Im Rahmen eines anschließenden Walking Dinner sprachen teilnehmende Verbandsmitglieder gezielt die anwesenden Politiker und Ministerialbeamte mit konkreten Erfahrungen und Beispielen an. Sie konnten aufzeigen, wie Galvanikbetriebe durch die aktuellen regulatorischen Entscheidungen auf regionaler, Länder- und Bundesebene betroffen sind und welche Konsequenzen dies auf die Branche hat.
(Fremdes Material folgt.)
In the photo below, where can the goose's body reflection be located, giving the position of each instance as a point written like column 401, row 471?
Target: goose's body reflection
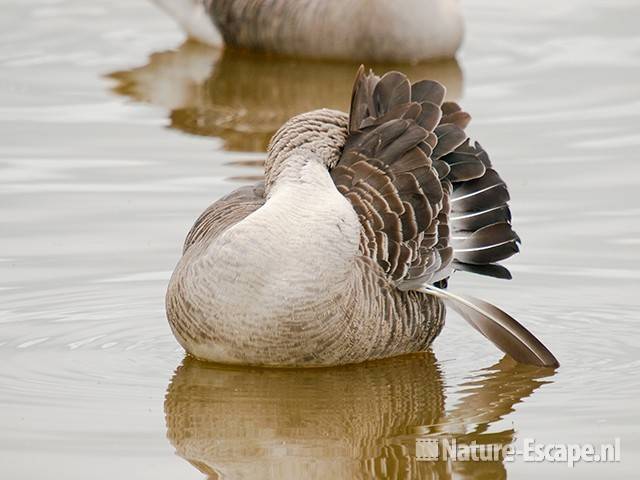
column 358, row 421
column 244, row 98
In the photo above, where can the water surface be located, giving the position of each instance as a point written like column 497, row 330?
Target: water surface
column 115, row 135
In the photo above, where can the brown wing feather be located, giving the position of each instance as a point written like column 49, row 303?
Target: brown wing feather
column 387, row 173
column 406, row 157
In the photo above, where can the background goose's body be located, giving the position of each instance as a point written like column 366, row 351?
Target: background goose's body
column 327, row 262
column 375, row 30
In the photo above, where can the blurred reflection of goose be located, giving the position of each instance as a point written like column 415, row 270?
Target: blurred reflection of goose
column 244, row 98
column 357, row 30
column 351, row 422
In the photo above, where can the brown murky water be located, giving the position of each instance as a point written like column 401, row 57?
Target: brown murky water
column 114, row 136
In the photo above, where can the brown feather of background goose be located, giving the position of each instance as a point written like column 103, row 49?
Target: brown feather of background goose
column 426, row 200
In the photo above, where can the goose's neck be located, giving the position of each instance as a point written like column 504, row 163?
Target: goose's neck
column 296, row 250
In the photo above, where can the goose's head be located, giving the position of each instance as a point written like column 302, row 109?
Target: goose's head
column 316, row 136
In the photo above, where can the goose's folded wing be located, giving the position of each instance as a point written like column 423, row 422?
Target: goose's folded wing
column 405, row 151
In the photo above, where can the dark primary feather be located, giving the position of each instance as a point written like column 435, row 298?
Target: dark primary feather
column 429, row 201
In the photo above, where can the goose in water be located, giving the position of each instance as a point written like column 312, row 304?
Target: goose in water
column 342, row 254
column 374, row 30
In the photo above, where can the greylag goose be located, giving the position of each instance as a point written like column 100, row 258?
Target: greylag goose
column 342, row 254
column 374, row 30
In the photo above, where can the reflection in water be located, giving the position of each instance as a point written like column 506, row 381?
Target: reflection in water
column 244, row 98
column 358, row 421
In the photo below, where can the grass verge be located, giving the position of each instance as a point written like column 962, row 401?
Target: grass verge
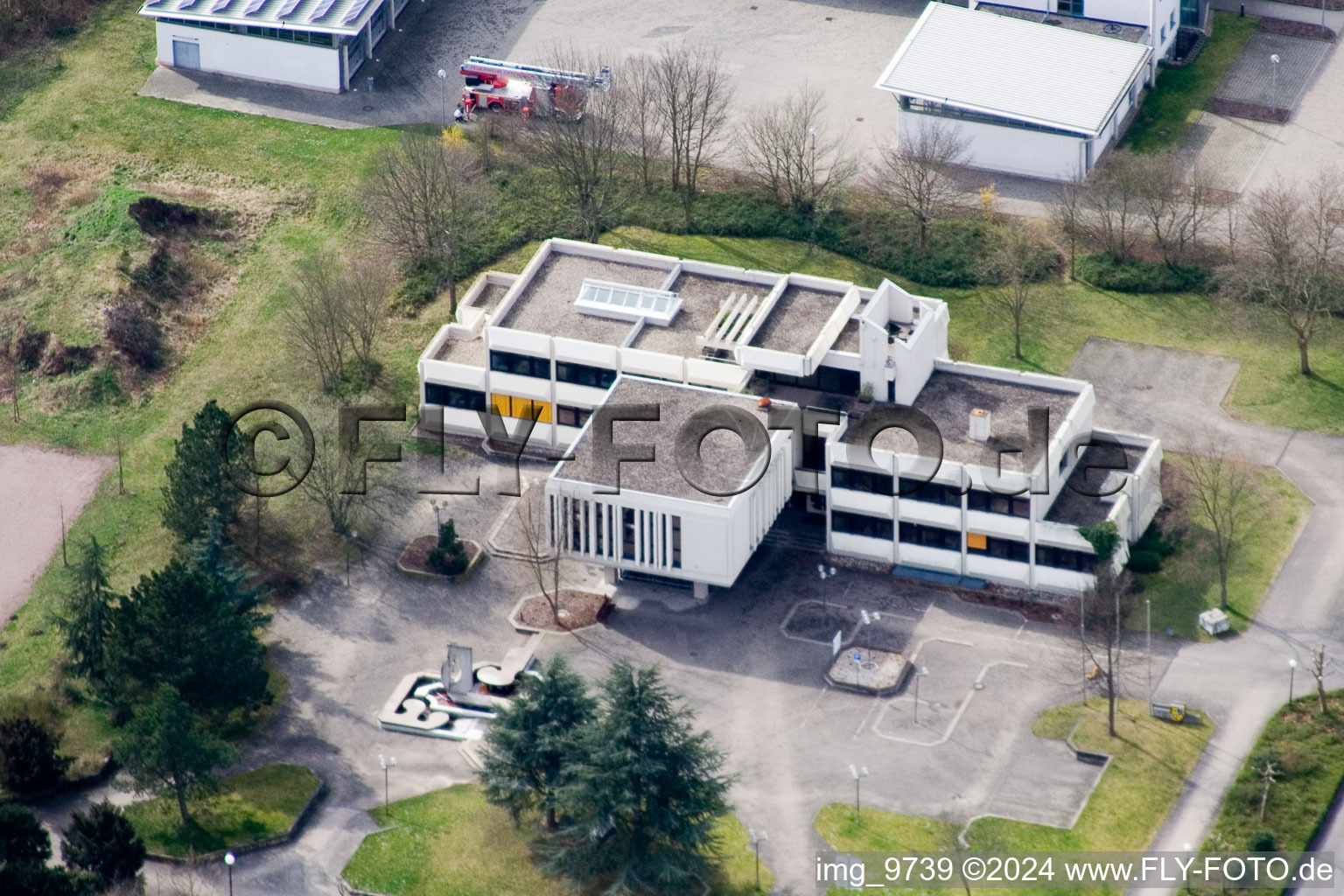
column 257, row 803
column 1150, row 763
column 1306, row 746
column 1172, row 108
column 1187, row 584
column 454, row 841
MdB Dr. Georg Nüßlein (stellvertretender Fraktionsvorsitzender der CDU/CSU-Fraktion) nahm die Punkte des ZVO mit Interesse und viel Verständnis für die Herausforderungen der mittelständischen Unternehmen auf. Er ist bereits seit vielen Jahren im regelmäßigen Austausch mit Galvaniken und sagte seine Unterstützung zu.
Nachhaltige Umgestaltung der EEG-Finanzierung dringend notwendig
Der ZVO verwies während der Gespräche erneut auf die ständig steigenden Strompreise, die maßgeblich durch die EEG-Umlage sowie die Netzentgelte geprägt sind. Für viele Mittelständler stromintensiver Industrien ist dies kaum noch verkraftbar. So sind die Strompreise im benachbarten Ausland nur halb so teuer wie in Deutschland. Der Verband forderte die Entscheidungsträger daher auf, eine Überarbeitung des EEG schnellstmöglich in Angriff zu nehmen, um eine nachhaltige Finanzierungslösung herbeizuführen.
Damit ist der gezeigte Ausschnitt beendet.